Ask HN: Why you deleted Facebook or any other social network? - ciccionamente
What are the main reasons why you decided to delete  Facebook or any other social network account?
======
0_gravitas
I never like FB to begin with, or Social Networks like it in general, but the
thing that made me pull the trigger was the one day my greatest fear was
realized: "I don't want to find out that I hate the people that I like", and
lo and behold, one day I scrolled a _little_ too far and discovered "well, I
can never think about that person in the same way again"

------
jayturley
1) Surveillance 2) Data breaches and misuse of personal data 3) Mental health

------
rolph
lack of intellectual, or substantiative content. chronic misinformation, and
social engineering campaigns. surveillance and weaponization of data, and
influencing.

------
meerita
I will reinstate why I did it:

1\. Politically incorrect guy in a left-leaning social network it was a pain.
Both relatives and FB bullied me. FB made me delete a post because it was
controversial (I cheered that abortion law was ditched in my country) and
relatives because they're not conservatives, they're more kind of USA's
democrats. So it was really hard to me to express feeling without being
insulted my everyone.

2\. Continuous use of the social network and watching stuff that was useless.
I came to realization people on FB are just part a big echo chamber. That's
why I moved out and it was better.

3\. FB plays with my data, bias me in the background and try to sell me
progresive ideas all the time by banning the opposition by all means.
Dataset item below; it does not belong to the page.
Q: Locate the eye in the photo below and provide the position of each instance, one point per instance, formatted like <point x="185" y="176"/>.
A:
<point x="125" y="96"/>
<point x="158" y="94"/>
4\. The battery of my phone lasts 4hs more.

------
not_a_cop75
I stopped with Facebook because of spying and narcissism. I stopped with
Twitter because of selective tweet promotion and targeting - you're
effectively giving a group power over your life guiding you what is right to
watch or be concerned about. I don't ever want any media or pseudo-media
company doing that. Presently I search a list of different sites with totally
different leanings and try my best to capture the truth without the slant.

None of it is easy though.